Happy Birthday to New York City's street grid. The New York Times covered the anniversary in an article last week, "200th Birthday For The Map That Made New York," that discussed the history of the grid and the differing opinions about it, both when it was adopted in 1811 and today. It is a fascinating story about something that those of us who grew up in and around New York City undoubtedly take for granted. Perhaps the most interesting part of the story is the ambitious scope of the project, coming as it did when New York City was still in its infancy:
"What made the grid plan, formally called the Commissioners’ Map and Survey of Manhattan Island, so farsighted was that in 1811 a vast majority of New York City’s population lived below what became Houston Street — tellingly named North Street then.
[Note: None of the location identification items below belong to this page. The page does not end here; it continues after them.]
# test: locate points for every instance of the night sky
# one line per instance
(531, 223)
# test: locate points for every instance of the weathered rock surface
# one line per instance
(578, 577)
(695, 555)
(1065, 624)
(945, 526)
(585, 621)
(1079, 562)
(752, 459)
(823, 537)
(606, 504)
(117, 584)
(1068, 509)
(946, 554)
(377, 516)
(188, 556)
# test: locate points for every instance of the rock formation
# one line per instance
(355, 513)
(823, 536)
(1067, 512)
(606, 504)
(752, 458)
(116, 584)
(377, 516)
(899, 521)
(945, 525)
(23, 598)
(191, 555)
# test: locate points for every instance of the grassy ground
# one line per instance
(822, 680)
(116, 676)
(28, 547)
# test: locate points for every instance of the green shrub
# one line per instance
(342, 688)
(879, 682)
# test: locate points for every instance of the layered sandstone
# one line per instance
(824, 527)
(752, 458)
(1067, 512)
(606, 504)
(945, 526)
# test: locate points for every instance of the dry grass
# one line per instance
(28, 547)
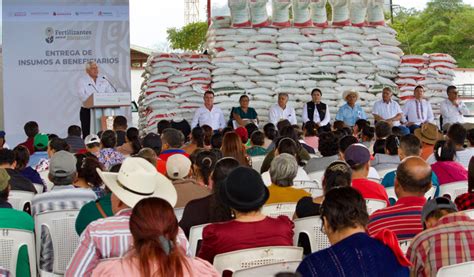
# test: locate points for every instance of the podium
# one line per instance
(104, 107)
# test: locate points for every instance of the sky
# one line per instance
(149, 19)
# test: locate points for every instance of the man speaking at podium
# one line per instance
(88, 85)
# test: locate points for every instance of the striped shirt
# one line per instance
(403, 218)
(107, 238)
(450, 242)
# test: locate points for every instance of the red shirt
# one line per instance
(29, 144)
(403, 218)
(370, 189)
(235, 235)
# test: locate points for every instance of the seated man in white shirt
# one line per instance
(282, 111)
(418, 110)
(453, 109)
(209, 114)
(388, 110)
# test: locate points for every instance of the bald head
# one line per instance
(413, 177)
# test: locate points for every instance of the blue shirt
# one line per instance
(350, 115)
(389, 181)
(356, 255)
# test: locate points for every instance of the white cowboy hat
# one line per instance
(136, 180)
(349, 92)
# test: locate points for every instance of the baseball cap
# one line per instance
(356, 154)
(178, 166)
(40, 141)
(93, 138)
(436, 204)
(62, 164)
(4, 178)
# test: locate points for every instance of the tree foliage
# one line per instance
(445, 26)
(189, 38)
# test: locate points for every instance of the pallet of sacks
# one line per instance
(172, 87)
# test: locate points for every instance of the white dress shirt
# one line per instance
(87, 87)
(316, 119)
(213, 118)
(452, 114)
(387, 110)
(418, 111)
(277, 113)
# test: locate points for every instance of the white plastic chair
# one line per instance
(462, 269)
(311, 226)
(19, 198)
(61, 226)
(274, 210)
(257, 162)
(470, 213)
(453, 189)
(195, 235)
(268, 270)
(179, 213)
(247, 258)
(404, 245)
(10, 242)
(316, 176)
(374, 204)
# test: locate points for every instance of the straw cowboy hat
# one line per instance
(138, 179)
(428, 133)
(349, 92)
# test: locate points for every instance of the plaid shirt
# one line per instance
(450, 242)
(104, 239)
(465, 201)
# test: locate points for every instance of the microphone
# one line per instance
(103, 77)
(91, 85)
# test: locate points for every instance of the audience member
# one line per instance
(412, 182)
(203, 164)
(271, 134)
(358, 158)
(257, 140)
(197, 140)
(155, 233)
(390, 158)
(40, 144)
(337, 174)
(31, 129)
(87, 176)
(14, 219)
(22, 156)
(178, 170)
(74, 138)
(138, 180)
(132, 143)
(162, 125)
(245, 192)
(447, 239)
(310, 131)
(92, 143)
(353, 251)
(446, 169)
(328, 148)
(210, 208)
(465, 201)
(428, 134)
(120, 128)
(282, 174)
(63, 196)
(17, 180)
(108, 156)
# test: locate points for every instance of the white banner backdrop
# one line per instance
(46, 44)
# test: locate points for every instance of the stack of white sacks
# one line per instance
(172, 88)
(263, 62)
(432, 71)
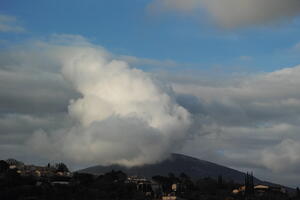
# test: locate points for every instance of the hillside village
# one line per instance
(29, 182)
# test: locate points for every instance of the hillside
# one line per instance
(177, 163)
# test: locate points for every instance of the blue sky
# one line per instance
(248, 122)
(126, 27)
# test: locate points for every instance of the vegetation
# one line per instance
(115, 185)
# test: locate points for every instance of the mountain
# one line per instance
(176, 164)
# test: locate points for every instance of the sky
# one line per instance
(129, 82)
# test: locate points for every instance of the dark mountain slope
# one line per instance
(177, 163)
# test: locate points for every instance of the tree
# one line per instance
(3, 166)
(61, 167)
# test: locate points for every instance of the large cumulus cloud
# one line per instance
(232, 13)
(114, 113)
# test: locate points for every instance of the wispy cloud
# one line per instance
(232, 13)
(10, 24)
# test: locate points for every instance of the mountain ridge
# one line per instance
(176, 164)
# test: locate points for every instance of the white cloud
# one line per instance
(121, 115)
(10, 24)
(232, 13)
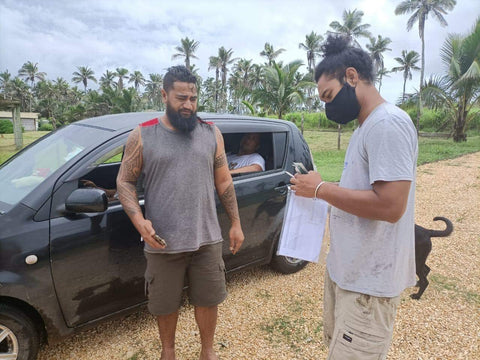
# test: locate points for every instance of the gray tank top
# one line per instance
(179, 185)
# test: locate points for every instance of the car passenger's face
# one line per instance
(249, 143)
(182, 98)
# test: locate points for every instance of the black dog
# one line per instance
(423, 246)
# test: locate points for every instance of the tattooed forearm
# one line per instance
(220, 161)
(127, 194)
(129, 172)
(229, 202)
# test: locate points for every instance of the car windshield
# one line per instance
(35, 164)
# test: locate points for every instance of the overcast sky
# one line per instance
(60, 35)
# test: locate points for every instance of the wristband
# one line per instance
(318, 187)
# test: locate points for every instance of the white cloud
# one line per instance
(141, 35)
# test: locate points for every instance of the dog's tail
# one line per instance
(442, 233)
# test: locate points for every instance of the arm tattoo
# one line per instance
(229, 202)
(220, 161)
(129, 172)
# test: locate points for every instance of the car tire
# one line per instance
(287, 265)
(18, 333)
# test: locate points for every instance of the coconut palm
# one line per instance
(5, 79)
(186, 50)
(312, 46)
(270, 53)
(29, 72)
(421, 9)
(83, 74)
(121, 73)
(408, 62)
(108, 80)
(352, 26)
(377, 47)
(21, 91)
(215, 63)
(153, 90)
(281, 90)
(459, 89)
(137, 79)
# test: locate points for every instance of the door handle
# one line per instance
(282, 189)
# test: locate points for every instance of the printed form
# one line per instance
(303, 227)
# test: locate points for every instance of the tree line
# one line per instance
(241, 86)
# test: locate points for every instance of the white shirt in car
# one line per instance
(237, 161)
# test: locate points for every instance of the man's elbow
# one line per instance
(394, 214)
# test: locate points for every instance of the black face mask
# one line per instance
(344, 107)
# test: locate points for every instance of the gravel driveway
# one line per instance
(273, 316)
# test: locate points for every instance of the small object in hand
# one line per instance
(160, 240)
(300, 168)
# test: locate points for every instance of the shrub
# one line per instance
(45, 127)
(6, 127)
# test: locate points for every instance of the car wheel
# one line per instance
(287, 265)
(19, 339)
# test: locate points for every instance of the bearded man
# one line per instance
(182, 159)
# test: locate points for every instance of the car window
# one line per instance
(32, 166)
(271, 148)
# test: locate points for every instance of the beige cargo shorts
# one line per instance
(357, 326)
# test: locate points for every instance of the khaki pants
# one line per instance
(357, 326)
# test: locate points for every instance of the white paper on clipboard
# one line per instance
(303, 227)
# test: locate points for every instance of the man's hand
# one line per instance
(304, 185)
(147, 232)
(236, 238)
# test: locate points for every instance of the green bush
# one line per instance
(45, 127)
(6, 127)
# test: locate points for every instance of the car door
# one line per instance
(261, 196)
(97, 259)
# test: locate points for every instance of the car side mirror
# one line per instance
(86, 201)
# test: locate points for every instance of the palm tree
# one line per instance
(29, 72)
(121, 73)
(137, 78)
(187, 50)
(377, 47)
(408, 62)
(5, 79)
(459, 89)
(225, 59)
(312, 46)
(352, 26)
(215, 63)
(421, 9)
(281, 90)
(84, 74)
(108, 80)
(270, 53)
(20, 90)
(153, 90)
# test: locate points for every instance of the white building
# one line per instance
(29, 120)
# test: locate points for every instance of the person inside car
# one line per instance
(247, 159)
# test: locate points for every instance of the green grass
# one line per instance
(329, 160)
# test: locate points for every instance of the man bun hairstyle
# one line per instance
(339, 55)
(178, 73)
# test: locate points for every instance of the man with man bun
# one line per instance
(372, 254)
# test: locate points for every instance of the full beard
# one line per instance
(180, 122)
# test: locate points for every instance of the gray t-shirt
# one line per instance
(370, 256)
(179, 185)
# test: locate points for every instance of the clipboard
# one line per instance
(303, 227)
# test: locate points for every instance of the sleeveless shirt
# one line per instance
(178, 171)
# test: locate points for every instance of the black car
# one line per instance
(70, 257)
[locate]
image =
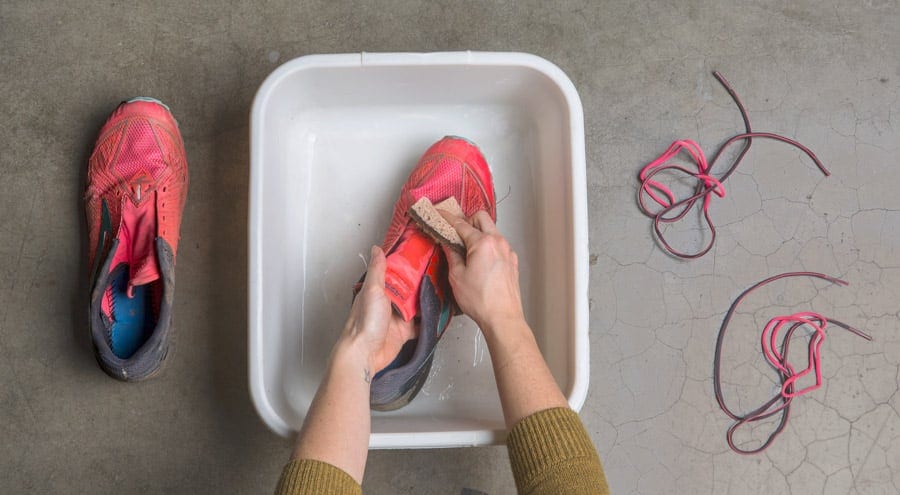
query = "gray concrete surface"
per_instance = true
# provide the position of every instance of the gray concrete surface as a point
(825, 72)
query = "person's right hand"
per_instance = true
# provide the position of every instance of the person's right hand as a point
(485, 281)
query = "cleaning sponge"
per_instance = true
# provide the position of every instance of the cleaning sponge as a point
(425, 214)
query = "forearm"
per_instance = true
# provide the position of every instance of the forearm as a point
(524, 381)
(337, 427)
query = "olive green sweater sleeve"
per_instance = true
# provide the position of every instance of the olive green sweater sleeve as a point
(306, 476)
(551, 453)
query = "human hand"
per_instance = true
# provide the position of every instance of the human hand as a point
(485, 281)
(373, 332)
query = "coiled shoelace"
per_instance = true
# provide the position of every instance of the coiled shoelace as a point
(673, 209)
(778, 359)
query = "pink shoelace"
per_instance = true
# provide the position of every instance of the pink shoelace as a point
(778, 359)
(673, 209)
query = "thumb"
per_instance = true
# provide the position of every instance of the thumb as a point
(456, 260)
(377, 267)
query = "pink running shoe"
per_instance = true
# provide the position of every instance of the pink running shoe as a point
(416, 276)
(137, 186)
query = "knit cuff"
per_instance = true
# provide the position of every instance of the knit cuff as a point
(310, 476)
(551, 449)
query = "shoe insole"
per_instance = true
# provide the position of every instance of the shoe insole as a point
(132, 317)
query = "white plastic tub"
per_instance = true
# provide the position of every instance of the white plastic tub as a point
(333, 139)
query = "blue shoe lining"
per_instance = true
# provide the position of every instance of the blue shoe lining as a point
(403, 357)
(132, 317)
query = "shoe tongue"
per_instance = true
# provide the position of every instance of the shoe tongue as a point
(406, 265)
(137, 243)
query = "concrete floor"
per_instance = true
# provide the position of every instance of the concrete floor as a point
(825, 72)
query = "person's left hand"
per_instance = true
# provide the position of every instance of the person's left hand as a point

When City Hall was completed that year, its rear facade was covered with cheaper brownstone (in part, legend had it, because of the notion that since most New Yorkers lived south of the building, they would see it only from the front).
Yet while largely exempting the existing village of Greenwich, the visionary commissioners imposed their 2,000-block matrix on the forests, farms, salt marshes, country estates and common lands that extended north for nearly eight miles to what would become 155th Street, and expanded the city’s plotted land area by nearly fivefold."
For me, the best part of the grid is that, even when you walk the wrong way (for instance, when you forget that even streets go east), you realize your mistake one block later and can immediately correct course and be sure that you are going in the right direction. Not that this has ever happened to me of course.